Hayatımın o an için çok zor ve acı
verici olduğunu düşündüğüm bir yılında, şuan en sevdiğim alışkanlıklarımdan
birini kazandım. Dikkat dağıtıcı her şeyden uzaklaşıp sadece kendimle kaldığım
anlara ihtiyacım vardı çünkü kalabalık ortamlardan, sürekli konuşan insanlardan
bezmiştim. Başarısız olduğumu düşünüyordum ve kendi olmayı beceremeyen, yalnız
kalmaktan korkan birine dönüşmüştüm. Kafamdaki bütün kötü düşünceleri bir
kenara bırakıp güvenli bölge yaratmalıydım yoksa nefes alamayacak gibi
hissediyordum. Bu yüzden haftada bir gün, tüm o bildirimlerden, mesajlardan,
seslerden, yorumlardan uzaklaşıp film izlemeye başladım. Çok basit gibi duruyor
aslında, sonuçta sadece oturuyorsun ve filmi izliyorsun. Bir süre sonra olayın
bundan çok daha fazlası olduğunu keşfettim. Öncelikle erteleme alışkanlığımla
savaşmak için iyi bir başlangıçtı: İzlemek istediğim bir sürü şey vardı ama ben
yorgun olmamı, sınavları ya da arkadaşlarımla dışarı çıktığımı bahane ederek bu
filmleri izlemeyi erteliyordum. Kendime her hafta pazartesi ne olursa olsun
film izleyeceğime dair bir söz verdikten sonra ürettiğim bahaneleri daha net
görmeye başladım. Altı üstü bir filmi izlememek için bile bu kadar bahane
üretebiliyorsam, hayatımda daha önemli olan ama bana zor görünen işler için
neler kurguluyordur beynim?
İkinci fark ettiğim olaysa
alışkanlık kazanmanın aslında ne kadar zor olduğu. Bana keyif veren, beni
neşelendiren, eğlendiren bir alışkanlığı kazanmak bile düşündüğümden kat ve kat
zordu. Eylemsiz olmak, sadece yatmak varken bazı isteklere ve dikkat dağıtıcı
etkenlere karşı direnç gösterip her hafta o filmlerin başına oturmak durup
baktığımda beni gerçekten zorladı. Bir karar vermeye çalıştığınızda, bu durum
için film izlemek ve izlememek, beyninizin bir tarafı sizi o filmi izlemeye
diğer tarafıysa izlememeye itiyor. Hangi tarafın kazanacağı, sizin hangi tarafı
daha iyi beslediğinize bağlı ki bu da bir enerji, diğer tarafa karşı direnç
göstermenizi gerektiriyor. Bu yüzden yeni bir karar almaktansa zaten devam
ettiği gibi yaşamını sürdürmek beyin için en kolay yol oluyor.

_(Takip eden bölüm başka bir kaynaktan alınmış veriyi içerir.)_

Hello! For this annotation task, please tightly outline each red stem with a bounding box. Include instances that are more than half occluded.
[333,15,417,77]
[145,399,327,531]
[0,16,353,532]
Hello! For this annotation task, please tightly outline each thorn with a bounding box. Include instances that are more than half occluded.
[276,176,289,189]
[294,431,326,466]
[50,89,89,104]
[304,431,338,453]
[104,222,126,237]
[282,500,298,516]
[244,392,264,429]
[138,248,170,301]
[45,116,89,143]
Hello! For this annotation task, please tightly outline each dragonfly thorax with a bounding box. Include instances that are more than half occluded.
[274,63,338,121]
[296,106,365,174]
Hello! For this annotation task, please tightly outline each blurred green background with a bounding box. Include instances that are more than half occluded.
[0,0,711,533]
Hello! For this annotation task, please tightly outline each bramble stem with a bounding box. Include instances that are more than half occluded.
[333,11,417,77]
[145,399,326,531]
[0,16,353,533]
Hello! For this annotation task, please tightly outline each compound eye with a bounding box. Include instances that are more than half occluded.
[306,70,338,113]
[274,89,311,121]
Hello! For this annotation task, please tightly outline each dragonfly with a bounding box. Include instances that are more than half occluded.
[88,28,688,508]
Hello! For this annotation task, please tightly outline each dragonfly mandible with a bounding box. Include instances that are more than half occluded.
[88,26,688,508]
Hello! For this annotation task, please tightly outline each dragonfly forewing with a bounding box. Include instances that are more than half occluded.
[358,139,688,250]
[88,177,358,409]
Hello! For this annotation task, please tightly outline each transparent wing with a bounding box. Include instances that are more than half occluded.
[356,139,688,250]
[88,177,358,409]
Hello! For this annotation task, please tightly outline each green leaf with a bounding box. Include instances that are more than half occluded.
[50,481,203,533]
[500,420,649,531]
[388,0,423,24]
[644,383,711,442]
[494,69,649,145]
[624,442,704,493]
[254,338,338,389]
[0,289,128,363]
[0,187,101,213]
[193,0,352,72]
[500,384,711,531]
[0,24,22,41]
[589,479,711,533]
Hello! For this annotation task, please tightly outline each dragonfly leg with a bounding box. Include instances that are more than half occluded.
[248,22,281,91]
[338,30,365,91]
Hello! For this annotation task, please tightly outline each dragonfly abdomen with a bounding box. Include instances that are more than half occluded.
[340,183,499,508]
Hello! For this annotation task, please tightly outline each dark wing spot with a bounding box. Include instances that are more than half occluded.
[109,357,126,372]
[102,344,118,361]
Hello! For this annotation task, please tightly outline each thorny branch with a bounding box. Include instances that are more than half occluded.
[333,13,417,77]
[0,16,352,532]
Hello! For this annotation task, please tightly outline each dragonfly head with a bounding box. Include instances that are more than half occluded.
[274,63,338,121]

Fark ettiğim üçüncü şeyse yalnız
kalmaya sandığımdan daha fazla ihtiyacımın olması. Kalabalığın içinde çaba sarf
etmeden yaşamaya, yaşadığı sanıp savrulmaya alışmış olmak kendim olmayı
unutmama sebep olmuş. Durup düşüncelerimi dinlemeye başlamak kim olduğumu
keşfetmek için yeni bir fırsat yarattı. Kazanmaya çalıştığım yeni alışkanlık durup
nefeslenmek için zamana ihtiyacım olduğunu anlamamı sağladı. İsteklerine,
benliğine karşı daha duyarlı biri oldum diyebilirim bu alışkanlık sayesinde.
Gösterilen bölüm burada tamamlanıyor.